Benefits of FILESTREAM
FILESTREAM storage
is implemented in SQL Server 2008 by storing VARBINARY(MAX) binary large objects (BLOBs)
outside of the database and in the NTFS file system. While this sounds
very similar
to the older method of storing unstructured data in the file system and
pointing to it from a column, it is much more sophisticated.

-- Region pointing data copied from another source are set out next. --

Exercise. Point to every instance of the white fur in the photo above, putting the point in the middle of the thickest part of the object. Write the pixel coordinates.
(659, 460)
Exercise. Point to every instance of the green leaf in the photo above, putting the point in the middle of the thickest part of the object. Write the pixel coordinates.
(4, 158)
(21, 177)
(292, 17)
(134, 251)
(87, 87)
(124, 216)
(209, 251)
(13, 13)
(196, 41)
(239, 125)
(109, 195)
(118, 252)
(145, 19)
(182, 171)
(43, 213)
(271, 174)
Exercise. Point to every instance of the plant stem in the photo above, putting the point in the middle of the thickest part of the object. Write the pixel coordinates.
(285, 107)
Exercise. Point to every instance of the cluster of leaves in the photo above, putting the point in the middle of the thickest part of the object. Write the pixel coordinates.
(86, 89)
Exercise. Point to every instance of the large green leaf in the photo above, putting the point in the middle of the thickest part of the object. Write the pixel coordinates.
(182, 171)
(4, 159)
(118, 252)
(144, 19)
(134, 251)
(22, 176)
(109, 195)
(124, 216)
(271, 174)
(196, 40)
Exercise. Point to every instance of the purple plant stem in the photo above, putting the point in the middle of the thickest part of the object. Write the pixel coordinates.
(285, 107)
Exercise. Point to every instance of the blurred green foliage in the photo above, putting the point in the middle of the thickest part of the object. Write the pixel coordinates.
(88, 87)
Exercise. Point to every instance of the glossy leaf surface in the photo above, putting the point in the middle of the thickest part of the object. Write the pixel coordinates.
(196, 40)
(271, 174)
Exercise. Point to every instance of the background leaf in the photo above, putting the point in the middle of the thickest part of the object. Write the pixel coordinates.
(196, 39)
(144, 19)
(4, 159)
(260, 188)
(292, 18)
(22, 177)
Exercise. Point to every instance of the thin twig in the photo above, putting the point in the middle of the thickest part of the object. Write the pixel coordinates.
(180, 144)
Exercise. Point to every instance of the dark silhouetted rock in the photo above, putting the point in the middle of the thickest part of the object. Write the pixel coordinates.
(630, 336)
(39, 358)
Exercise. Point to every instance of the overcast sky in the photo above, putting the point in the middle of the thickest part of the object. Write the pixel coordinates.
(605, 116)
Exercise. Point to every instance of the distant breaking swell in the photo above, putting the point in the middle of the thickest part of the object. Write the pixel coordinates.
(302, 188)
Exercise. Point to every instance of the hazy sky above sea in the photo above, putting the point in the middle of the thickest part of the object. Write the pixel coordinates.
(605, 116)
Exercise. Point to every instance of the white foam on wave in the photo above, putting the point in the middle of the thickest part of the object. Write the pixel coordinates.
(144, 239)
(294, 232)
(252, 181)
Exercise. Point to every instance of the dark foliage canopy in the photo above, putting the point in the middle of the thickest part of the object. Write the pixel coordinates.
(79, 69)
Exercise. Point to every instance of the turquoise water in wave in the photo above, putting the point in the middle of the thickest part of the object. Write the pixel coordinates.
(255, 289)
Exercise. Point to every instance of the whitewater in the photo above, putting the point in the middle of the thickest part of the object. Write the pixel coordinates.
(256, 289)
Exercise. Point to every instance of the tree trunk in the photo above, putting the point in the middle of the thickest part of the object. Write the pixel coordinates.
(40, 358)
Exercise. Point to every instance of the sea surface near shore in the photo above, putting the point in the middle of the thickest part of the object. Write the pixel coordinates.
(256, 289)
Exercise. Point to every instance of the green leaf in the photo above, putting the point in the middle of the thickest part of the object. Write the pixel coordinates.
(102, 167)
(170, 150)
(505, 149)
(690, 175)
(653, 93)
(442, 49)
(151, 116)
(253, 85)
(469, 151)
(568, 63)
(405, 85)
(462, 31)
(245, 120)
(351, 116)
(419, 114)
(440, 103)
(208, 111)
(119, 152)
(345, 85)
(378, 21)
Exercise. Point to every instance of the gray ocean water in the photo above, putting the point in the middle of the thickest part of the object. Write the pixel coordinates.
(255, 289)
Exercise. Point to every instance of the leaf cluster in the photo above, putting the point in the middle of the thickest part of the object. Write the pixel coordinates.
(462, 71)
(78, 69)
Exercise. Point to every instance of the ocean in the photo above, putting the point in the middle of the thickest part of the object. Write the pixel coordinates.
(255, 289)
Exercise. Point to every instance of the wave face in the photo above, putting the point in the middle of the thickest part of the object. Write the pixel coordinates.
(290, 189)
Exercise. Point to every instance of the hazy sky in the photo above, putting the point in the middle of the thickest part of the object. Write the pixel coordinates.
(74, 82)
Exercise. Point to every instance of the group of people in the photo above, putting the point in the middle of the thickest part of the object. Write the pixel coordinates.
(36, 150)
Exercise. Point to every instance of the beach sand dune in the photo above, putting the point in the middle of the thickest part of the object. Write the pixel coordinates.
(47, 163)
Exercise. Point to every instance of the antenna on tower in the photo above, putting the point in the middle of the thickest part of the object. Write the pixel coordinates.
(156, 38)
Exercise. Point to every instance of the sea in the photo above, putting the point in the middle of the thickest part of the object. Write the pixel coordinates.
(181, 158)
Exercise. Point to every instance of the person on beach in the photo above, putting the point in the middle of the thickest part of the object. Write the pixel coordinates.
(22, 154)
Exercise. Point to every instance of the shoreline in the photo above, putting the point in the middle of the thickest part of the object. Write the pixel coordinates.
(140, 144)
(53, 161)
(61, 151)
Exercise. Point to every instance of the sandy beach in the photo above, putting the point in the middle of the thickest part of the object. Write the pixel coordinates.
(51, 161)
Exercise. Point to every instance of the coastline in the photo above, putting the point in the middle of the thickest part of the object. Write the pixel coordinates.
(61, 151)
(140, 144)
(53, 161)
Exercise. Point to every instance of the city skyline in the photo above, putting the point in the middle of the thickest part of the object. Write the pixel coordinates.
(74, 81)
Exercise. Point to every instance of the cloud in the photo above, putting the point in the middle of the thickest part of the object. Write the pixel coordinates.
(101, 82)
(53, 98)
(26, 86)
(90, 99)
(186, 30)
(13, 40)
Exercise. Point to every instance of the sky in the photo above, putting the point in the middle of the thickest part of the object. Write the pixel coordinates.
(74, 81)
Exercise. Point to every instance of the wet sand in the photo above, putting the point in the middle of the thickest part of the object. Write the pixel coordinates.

Instead of a simple link from a column to an outside file, the SQL Server Database
Engine has been integrated with the NTFS file system for optimum performance and ease
of administration. For example, FILESTREAM data uses the Windows
OS system
cache for caching data instead of the SQL Server buffer pool. This
allows SQL Server to do what it does best: manage structured data,
and allows the Windows OS to do what is does best: manage large files. In
addition, SQL Server handles all of the links between database columns
and the
files, so we don’t have to. In addition, FILESTREAM storage
offers these additional benefits:
- Transact-SQL can be
used to SELECT, INSERT, UPDATE, DELETE FILESTREAM data.
- By
default, FILESTREAM data is backed up and restored as part of the
database file. If you want, there is an option available so you can
backup a database without the FILESTREAM data.
- The
size of the stored data is only limited by the available space of the
file system. Standard VARBINARY(MAX) data is limited to 2 GB.
Limitations
of FILESTREAM
As you might expect, using FILESTREAM
storage is not right for every situation. For example, it is best used under the
following conditions:
- When the BLOB file
sizes average 1MB or higher.
- When fast read access
is important to your application.
- When applications are
being built that use a middle layer for application logic.
- When
encryption is not required, as it is not supported for FILESTREAM data.
If your
application doesn’t meet the above conditions, then using the standard
VARBINARY(MAX) data type might be your best option. If you are used to
storing binary data inside your database, or outside your database (but
using pointers
inside the database that point to the binary files), then you will find
using FILESTREAM storage to be substantially different. You
will want to thoroughly test your options before implementing one option
or the other, in any new applications you build.
How to Implement
FILESTREAM Storage Enabling SQL Server to use FILESTREAM data
is a multiple-step process, which includes:
- Enabling
the SQL Server instance to use FILESTREAM data
- Enabling
a SQL Server database to use FILESTREAM data
- Creating
FILESTREAM-enabled columns in a table, by specifying the
"VARBINARY(MAX) FILESTREAM" data type.